Procurement Tips

It is the responsibility of employees and purchasing agents of Texas A&M University to find the most accessible business solutions possible when procuring Electronic and Information Resources (EIR). Make sure you allow adequate time to secure information necessary to aid you in your procurement decision. 

Steps to ensure accessibility

Do your homework by researching the accessibility of a given product or service before taking steps to purchase it.

  • Obtain a vendor-completed Voluntary Product Accessibility Template® (VPAT®) - also known as an Accessibility Conformance Report - to allow you to assess the accessibility of an EIR.  
    • Search for the VPAT® on the vendor's website. 
    • If not available online, request a VPAT® from the vendor.
    • If the vendor does not have a VPAT® readily available, provide a blank VPAT® with instructions so company representatives may complete it. The current Section 508 VPAT® can be found on the ITI website in the "Resources" section near the bottom of the VPAT® page.
  • Compare the VPATs® of several different products or services, and choose the most accessible EIR that best meets the business needs of the University.
  • Get your procurement and contract offices involved. They often have accessibility language ready to insert into procurement documents and can work with specific vendors to ensure compliance.
  • For additional information, enlist the help of the Division of Information Technology accessibility team by emailing

VPAT® usage and limitations

The VPAT® is merely a tool to be utilized by those procuring EIR. Albeit valuable, the VPAT® should never be taken at face value. Conversations with vendors about accessibility are a vital part of the procurement process. 

Just because a vendor notates "supports" within its VPAT® does not necessarily mean it's a good option. Some things to look for:

  • If a vendor has never heard of the term VPAT®, chances are the EIR in question is not accessible, or you may need to do some independent research and/or testing.
  • A VPAT® which indicates "supports" for all criteria without much explanation about the EIR should raise a red flag regarding its validity.
  • More is not always better. Just because a VPAT® for a given EIR contains more supported criteria than another, does not make it the more accessible choice. Careful consideration should be taken to analyze how the product or service will be used and how each of the criteria affect that usage.

Depending on scope or utilization of the EIR, additional accessibility testing may be warranted. For example, if a particular software will be utilized for a large group on the Texas A&M campus, testing would be necessary. It can be performed at the unit level or by the accessibility team at the Division of Information Technology. Either way, proper documentation of accessibility testing is necessary to proceed with procurement of EIR.

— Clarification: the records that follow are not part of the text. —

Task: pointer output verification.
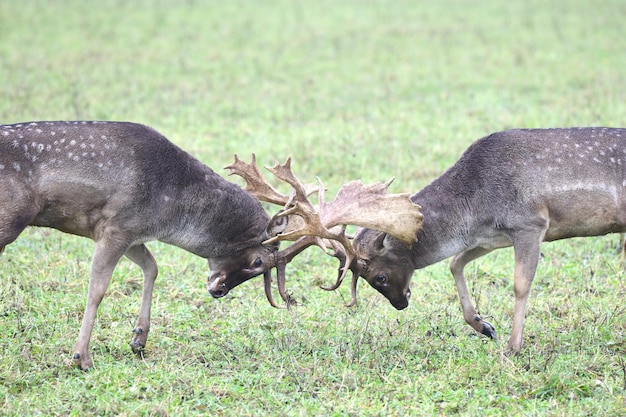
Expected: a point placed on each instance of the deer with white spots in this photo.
(124, 184)
(512, 188)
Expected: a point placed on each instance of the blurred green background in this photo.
(351, 90)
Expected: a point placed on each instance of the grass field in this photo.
(350, 89)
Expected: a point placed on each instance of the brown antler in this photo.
(256, 184)
(324, 225)
(356, 204)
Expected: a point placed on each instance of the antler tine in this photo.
(372, 207)
(256, 184)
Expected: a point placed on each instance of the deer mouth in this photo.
(217, 285)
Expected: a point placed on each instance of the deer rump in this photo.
(512, 188)
(124, 184)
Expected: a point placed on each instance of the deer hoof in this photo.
(84, 363)
(488, 330)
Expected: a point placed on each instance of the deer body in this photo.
(513, 188)
(124, 184)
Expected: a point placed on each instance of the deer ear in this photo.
(277, 225)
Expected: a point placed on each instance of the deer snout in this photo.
(216, 286)
(402, 303)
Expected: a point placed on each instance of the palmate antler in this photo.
(324, 225)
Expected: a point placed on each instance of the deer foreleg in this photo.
(471, 316)
(141, 256)
(104, 261)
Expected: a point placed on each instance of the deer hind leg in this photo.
(471, 316)
(17, 211)
(105, 259)
(141, 256)
(527, 251)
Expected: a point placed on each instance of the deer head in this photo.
(324, 225)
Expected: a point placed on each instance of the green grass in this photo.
(350, 89)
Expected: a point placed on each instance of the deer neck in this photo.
(448, 222)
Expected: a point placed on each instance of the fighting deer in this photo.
(512, 188)
(323, 225)
(123, 185)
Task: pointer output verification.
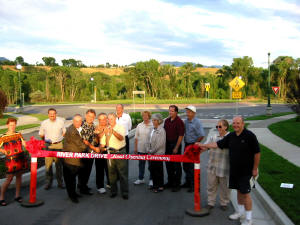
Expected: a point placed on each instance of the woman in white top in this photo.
(218, 169)
(142, 133)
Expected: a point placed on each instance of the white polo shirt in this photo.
(125, 121)
(53, 130)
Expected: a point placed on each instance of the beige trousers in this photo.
(213, 182)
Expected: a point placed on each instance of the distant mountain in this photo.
(3, 59)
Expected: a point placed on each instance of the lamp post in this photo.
(19, 67)
(92, 80)
(269, 107)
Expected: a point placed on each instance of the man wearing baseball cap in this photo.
(194, 132)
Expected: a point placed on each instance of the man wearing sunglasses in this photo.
(194, 132)
(244, 157)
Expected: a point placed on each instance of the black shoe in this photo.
(47, 186)
(210, 207)
(223, 207)
(113, 195)
(74, 199)
(176, 189)
(190, 190)
(168, 185)
(185, 185)
(86, 192)
(78, 195)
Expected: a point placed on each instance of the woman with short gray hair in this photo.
(157, 146)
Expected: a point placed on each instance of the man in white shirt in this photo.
(52, 130)
(118, 168)
(124, 120)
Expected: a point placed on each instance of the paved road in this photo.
(143, 206)
(213, 111)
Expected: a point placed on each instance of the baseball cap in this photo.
(192, 108)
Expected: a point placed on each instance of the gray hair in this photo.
(158, 117)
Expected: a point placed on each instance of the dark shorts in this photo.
(241, 183)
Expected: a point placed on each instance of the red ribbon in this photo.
(191, 154)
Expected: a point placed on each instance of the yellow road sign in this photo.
(237, 94)
(207, 86)
(237, 83)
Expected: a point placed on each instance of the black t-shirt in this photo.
(242, 149)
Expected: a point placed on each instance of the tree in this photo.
(49, 61)
(19, 60)
(60, 73)
(3, 102)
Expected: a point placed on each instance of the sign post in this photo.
(237, 84)
(207, 87)
(137, 93)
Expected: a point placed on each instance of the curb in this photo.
(271, 207)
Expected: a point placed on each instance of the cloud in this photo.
(209, 32)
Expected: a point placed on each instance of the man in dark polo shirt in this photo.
(244, 157)
(174, 127)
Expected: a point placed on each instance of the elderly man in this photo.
(244, 157)
(73, 143)
(174, 128)
(89, 138)
(115, 141)
(101, 164)
(52, 130)
(194, 132)
(124, 120)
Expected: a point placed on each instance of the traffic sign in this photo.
(237, 83)
(237, 94)
(276, 90)
(207, 86)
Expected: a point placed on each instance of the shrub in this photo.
(3, 102)
(37, 96)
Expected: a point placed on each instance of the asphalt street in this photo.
(143, 207)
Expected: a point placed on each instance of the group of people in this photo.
(233, 157)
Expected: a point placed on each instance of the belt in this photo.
(53, 143)
(115, 150)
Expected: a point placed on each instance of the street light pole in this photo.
(269, 107)
(19, 67)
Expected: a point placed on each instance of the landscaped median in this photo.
(275, 170)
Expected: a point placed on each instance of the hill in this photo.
(112, 71)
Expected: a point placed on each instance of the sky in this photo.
(210, 32)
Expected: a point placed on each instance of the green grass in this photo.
(4, 119)
(23, 127)
(264, 117)
(288, 130)
(41, 117)
(136, 117)
(275, 170)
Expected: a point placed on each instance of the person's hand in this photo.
(175, 150)
(254, 172)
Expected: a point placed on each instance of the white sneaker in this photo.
(139, 181)
(247, 222)
(101, 190)
(150, 182)
(236, 216)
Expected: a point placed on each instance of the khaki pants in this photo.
(58, 165)
(213, 182)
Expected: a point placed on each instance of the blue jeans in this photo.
(142, 164)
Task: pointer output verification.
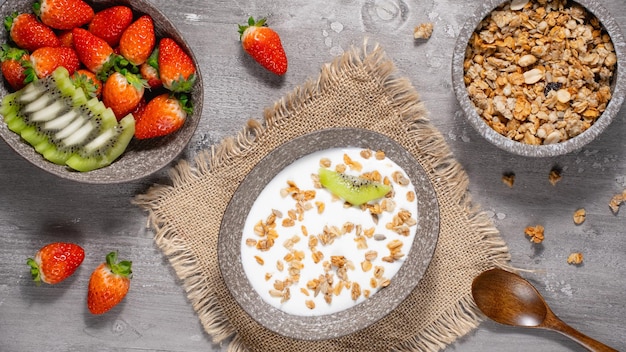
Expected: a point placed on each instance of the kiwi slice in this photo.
(64, 126)
(353, 189)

Additional requirements and documentation

Whether an EIR is purchased to fulfill a business need, or services are procured for the development of EIR, ALL procurement documents should include a statement about EIR accessibility standards. These may include, but are not limited to, Requests for Qualifications, Requests for Proposals, and Contracts. For additional assistance, contact your procurement/contracts office.

Did you know?

  • In the United States, about 55 million people have a disability (src: 2010 U.S. Census).
  • About 1 in 5 Americans have some kind of disability (src: 2010 U.S. Census).
  • The percentage of people affected by disabilities is growing as our population ages.
  • Two popular, free screen readers are VoiceOver (Mac OS and iOS) and NVDA (Win).
  • Good accessibility practices can improve the search ranking of your website.
  • Form fields without labels can cause problems for some assistive technology users.
  • Low color contrast makes content difficult to see, especially for users with low vision.
  • Documents linked on a website need to be accessible too (e.g., PDF and Word files).
  • Audio content, like podcasts, need transcripts for deaf or hard of hearing users.
  • Online videos should be captioned for deaf or hard of hearing users.
  • Using HTML tags correctly is very important for accessibility.
  • Descriptive link text helps make a website more accessible. Avoid using "Click here" or "Read more."
  • A "screen reader" is an application that reads content aloud to a user.
  • There is no "alt tag" in HTML. "Alt" is an attribute used with the img tag.
  • HTML uses the alt attribute to provide a text description of an image.
  • Alt text should describe an image, if the purpose of the image is to convey information.
  • If an image is a link, the alt text for the image should explain where the link goes.
  • If an image is only being used for decoration, the alt text should be null (i.e., alt="").
  • If a table has headers, using header tags (<th>) will make the table more accessible.
  • An accessible website is one that can be navigated and understood by everyone.